Veteran Nicklas Backstrom (the Finnish goalie one) will be entrusted with fending off the Hawks’ attack from the crease. And while he does have a Jennings trophy on his resume and is capable of stealing a game on his own, he’ll need to be much sharper than his recent outings, giving up a total of 16 goals in three outings since 4/18 to the Sharks, Flames, and Oilers, the last of which he gave up three goals on five shots at home in a game the Wild had to have.

As for our Men of Four Feathers, their quest begins tonight without Ray Emery and Dave Bolland. Despite the hew and cry from the public, Emery would have likely found himself starting off the series in a ballcap on the bench anyway, but instead that important job will be entrusted to Henrik Karlsson. Emery should be available by Game 3, but the hope is he won’t be necessary and Corey Crawford can erase some of the bad memories of soft goals from last spring against Phoenix.

As for Bolland, his absence might be felt more were he at all a factor (when he wasn’t a possession black hole) in the regular season, or if this were a series where matching up against the opposition would be necessary. Given the Hawks depth relative to the Wild, it would not be surprising in the least to see Quenneville roll his lines out in steady rotation and make playoff rookie Yeo match up with him. There aren’t a lot of permutations between the two teams where the individual line-to-line don’t favor the Hawks. About the one constant to look for would be to see the top pairing of Niklas Hjalmarsson and Duncan Keith out in support of whichever line is consistently seeing Koivu and Parise.

We’ve gone over it a bunch in the preview pieces, but it bears repeating here: the Wild simply do not have enough depth to win four of seven from the Hawks.  Even if Backstrom channels J.S. Giguere and Matt Cullen goes nuts in as soft of a matchup underbelly as the Wild are going to find, the Hawks would have to implode 5 on 5 up and down the roster, or sustain another devestating injury (knock on wood).

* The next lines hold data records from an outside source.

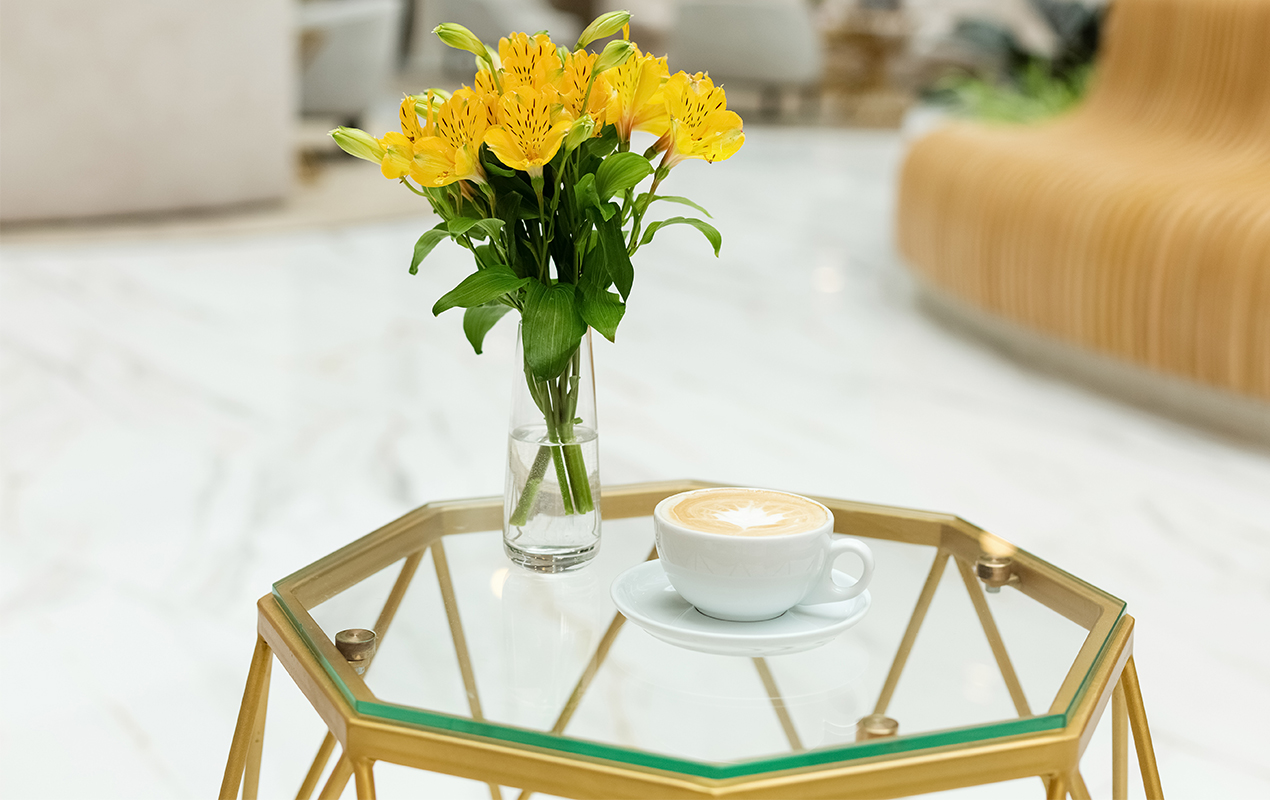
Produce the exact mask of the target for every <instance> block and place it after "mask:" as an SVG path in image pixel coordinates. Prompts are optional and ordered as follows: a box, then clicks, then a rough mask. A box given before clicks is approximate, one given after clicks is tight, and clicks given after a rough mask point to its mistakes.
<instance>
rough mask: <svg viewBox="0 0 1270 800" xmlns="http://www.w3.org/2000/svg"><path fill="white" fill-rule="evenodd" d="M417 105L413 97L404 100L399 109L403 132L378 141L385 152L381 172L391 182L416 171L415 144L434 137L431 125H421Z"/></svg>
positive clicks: (402, 131)
mask: <svg viewBox="0 0 1270 800" xmlns="http://www.w3.org/2000/svg"><path fill="white" fill-rule="evenodd" d="M417 103H418V99H417V98H413V97H406V98H405V99H403V100H401V107H400V108H399V109H398V118H399V119H400V122H401V131H400V132H398V131H390V132H387V133H385V135H384V138H381V140H378V145H380V149H381V150H382V151H384V155H382V156H381V160H380V171H381V173H382V174H384V177H385V178H387V179H389V180H398V179H400V178H403V177H404V175H409V174H411V171H413V170H414V156H415V152H414V149H415V143H417V142H418V141H420V140H422V138H424V136H431V135H432V131H431V130H428V128H431V123H428V124H427V126H422V124H419V114H418V110H417Z"/></svg>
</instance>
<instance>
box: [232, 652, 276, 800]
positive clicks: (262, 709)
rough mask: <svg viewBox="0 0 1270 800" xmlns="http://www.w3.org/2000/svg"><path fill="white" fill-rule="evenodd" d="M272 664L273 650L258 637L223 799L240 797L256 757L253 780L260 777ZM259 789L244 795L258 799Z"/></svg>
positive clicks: (255, 789) (241, 711) (253, 652)
mask: <svg viewBox="0 0 1270 800" xmlns="http://www.w3.org/2000/svg"><path fill="white" fill-rule="evenodd" d="M272 663H273V651H272V650H271V649H269V645H268V643H265V641H264V639H263V637H262V636H259V635H257V637H255V650H254V651H253V653H251V669H250V670H249V672H248V673H246V687H244V690H243V705H241V706H239V719H237V725H235V728H234V742H232V743H231V744H230V756H229V759H227V761H226V763H225V777H224V778H221V794H220V800H234V799H235V797H237V794H239V786H240V785H241V783H243V775H244V772H245V771H248V762H249V761H250V759H253V758H254V761H255V768H254V770H253V771H251V772H253V776H251V777H250V778H249V781H250V780H251V778H254V777H258V776H259V767H260V750H259V744H257V742H258V737H257V733H258V730H257V725H258V719H259V726H260V729H259V734H260V737H262V738H263V735H264V730H263V728H264V698H265V697H267V695H268V692H269V667H271V664H272ZM255 792H257V787H255V786H254V785H249V786H248V787H246V789H245V794H249V795H250V796H255Z"/></svg>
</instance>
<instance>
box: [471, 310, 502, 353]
mask: <svg viewBox="0 0 1270 800" xmlns="http://www.w3.org/2000/svg"><path fill="white" fill-rule="evenodd" d="M511 310H512V307H511V306H504V305H503V303H500V302H488V303H485V305H483V306H472V307H471V309H467V310H466V311H464V334H465V335H466V337H467V340H469V342H471V345H472V349H474V350H476V354H478V356H480V352H481V347H483V345H484V344H485V334H488V333H489V329H490V328H493V326H494V324H495V323H498V320H500V319H503V315H504V314H507V312H508V311H511Z"/></svg>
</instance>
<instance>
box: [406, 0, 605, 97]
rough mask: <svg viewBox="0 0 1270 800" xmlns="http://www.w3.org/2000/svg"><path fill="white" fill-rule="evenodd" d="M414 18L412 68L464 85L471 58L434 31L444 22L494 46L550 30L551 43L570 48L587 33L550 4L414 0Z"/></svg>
mask: <svg viewBox="0 0 1270 800" xmlns="http://www.w3.org/2000/svg"><path fill="white" fill-rule="evenodd" d="M413 20H414V22H413V24H411V34H410V57H409V67H410V69H411V70H413V71H415V72H420V74H423V75H438V74H443V75H447V76H452V77H461V79H462V80H464V81H471V75H472V72H474V71H475V66H474V62H472V56H471V53H467V52H464V51H457V50H452V48H450V47H446V46H445V44H442V43H441V42H439V41H437V37H434V36H433V34H432V30H433V28H436V27H437V25H439V24H441V23H447V22H452V23H458V24H461V25H465V27H466V28H467V29H469V30H471V32H472V33H475V34H476V37H478V38H479V39H480V41H483V42H485V43H486V44H491V46H494V47H498V41H499V39H500V38H502V37H504V36H507V34H508V33H511V32H514V30H521V32H525V33H533V32H536V30H546V32H547V33H550V34H551V41H554V42H558V43H563V44H565V46H572V44H573V43H574V42H575V41H577V39H578V34H579V33H582V23H580V22H579V19H578V18H577V17H574V15H573V14H568V13H565V11H559V10H556V9H554V8H552V6H551V4H550V3H547V0H415V5H414V15H413ZM587 22H591V20H589V19H588V20H587Z"/></svg>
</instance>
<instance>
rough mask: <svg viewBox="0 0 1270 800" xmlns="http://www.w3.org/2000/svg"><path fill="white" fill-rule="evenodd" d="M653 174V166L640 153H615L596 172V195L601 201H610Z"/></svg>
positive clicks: (644, 157)
mask: <svg viewBox="0 0 1270 800" xmlns="http://www.w3.org/2000/svg"><path fill="white" fill-rule="evenodd" d="M652 174H653V165H652V164H649V163H648V159H645V157H644V156H641V155H639V154H638V152H615V154H613V155H611V156H608V157H607V159H605V163H603V164H601V165H599V169H598V170H596V193H597V194H599V199H608V198H610V197H612V196H615V194H618V193H621V192H625V190H626V189H630V188H634V187H635V184H638V183H639V182H640V180H644V179H645V178H648V177H649V175H652Z"/></svg>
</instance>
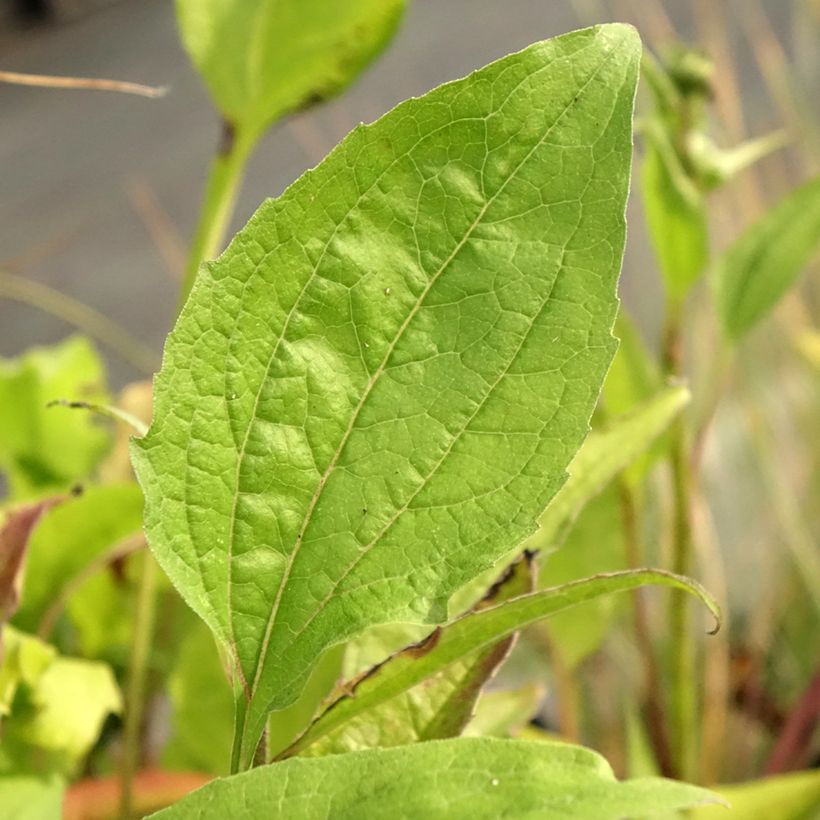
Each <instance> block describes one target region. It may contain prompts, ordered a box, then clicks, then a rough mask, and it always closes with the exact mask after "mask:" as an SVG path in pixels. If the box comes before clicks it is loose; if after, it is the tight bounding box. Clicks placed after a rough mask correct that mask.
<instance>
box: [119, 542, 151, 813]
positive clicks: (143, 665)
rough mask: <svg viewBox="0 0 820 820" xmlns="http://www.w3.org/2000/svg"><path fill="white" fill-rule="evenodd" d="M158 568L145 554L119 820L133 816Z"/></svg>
mask: <svg viewBox="0 0 820 820" xmlns="http://www.w3.org/2000/svg"><path fill="white" fill-rule="evenodd" d="M158 573H159V570H158V567H157V564H156V562H155V561H154V559H153V556H151V555H148V554H146V555H145V560H144V561H143V565H142V574H141V577H140V583H139V591H138V594H137V607H136V614H135V617H134V642H133V644H132V647H131V662H130V664H129V672H128V686H127V691H126V696H125V727H124V731H123V756H122V770H121V787H122V790H121V797H120V817H122V818H123V820H129V818H130V817H131V816H132V812H133V797H134V795H133V784H134V776H135V774H136V772H137V769H138V768H139V765H140V746H141V743H140V737H141V734H142V718H143V711H144V706H145V690H146V682H147V679H148V662H149V659H150V653H151V641H152V638H153V634H154V621H155V616H156V603H157V602H156V598H157V580H158Z"/></svg>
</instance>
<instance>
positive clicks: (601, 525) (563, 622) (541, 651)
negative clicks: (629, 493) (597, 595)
mask: <svg viewBox="0 0 820 820" xmlns="http://www.w3.org/2000/svg"><path fill="white" fill-rule="evenodd" d="M628 568H629V564H628V562H627V556H626V548H625V545H624V530H623V518H622V514H621V498H620V488H619V487H617V486H615V485H614V484H612V485H610V486H609V487H607V488H606V489H605V490H604V491H603V492H602V493H601V494H600V495H599V496H597V497H596V498H593V499H592V500H591V501H590V502H589V503H588V504H587V505H586V506H585V507H584V509H583V510H582V511H581V514H580V515H579V516H578V518H577V520H576V521H575V523H574V524H573V525H572V527H571V528H570V529H569V533H568V535H567V539H566V541H565V542H564V543H563V544H562V545H561V549H559V550H556V551H555V552H554V553H552V554H551V555H550V556H549V557H548V558H547V560H546V561H544V563H543V565H542V567H541V577H540V579H539V585H540V586H541V587H546V586H558V585H559V584H567V583H571V582H572V581H577V580H578V579H579V578H586V577H587V576H588V575H592V574H594V573H600V572H620V571H623V570H626V569H628ZM629 604H630V602H629V601H627V600H623V599H618V598H616V597H614V596H611V595H608V596H605V597H601V598H596V599H595V600H594V601H590V602H589V603H588V604H587V605H586V606H584V607H573V608H572V609H567V610H564V611H563V612H558V613H556V614H555V615H554V616H553V617H552V618H550V620H549V623H545V624H542V625H540V626H538V627H535V629H536V631H540V630H547V631H548V636H549V644H550V648H551V651H552V652H553V653H554V654H555V655H556V656H557V658H559V659H560V662H561V663H562V664H563V665H564V667H566V668H567V669H568V670H574V669H575V667H576V666H577V665H578V664H579V663H581V662H582V661H583V660H585V659H586V658H587V657H589V656H590V655H591V654H592V653H594V652H596V651H597V650H598V649H600V647H601V645H602V644H603V642H604V641H605V639H606V638H607V636H608V635H609V634H611V632H612V631H613V630H617V628H618V627H619V625H620V624H621V620H622V619H621V616H622V614H623V612H625V611H627V612H628V611H629ZM533 637H534V638H535V639H536V640H538V638H539V637H542V636H538V635H535V636H533ZM524 641H525V642H529V636H527V635H524ZM541 642H542V647H541V649H540V650H539V654H541V655H542V656H543V655H544V649H543V637H542V640H541Z"/></svg>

That said, none of this is a foregone conclusion. By all accounts in the press, the Hawks appear to be salivating at the opportunity to bury the last couple years and bury them deep. That can only be done with 16 victories, as that’s the standard they’ve set for themselves. Starting tonight, they still have 16 to go. Hopefully that number will be one fewer by night’s end. Let’s go Hawks.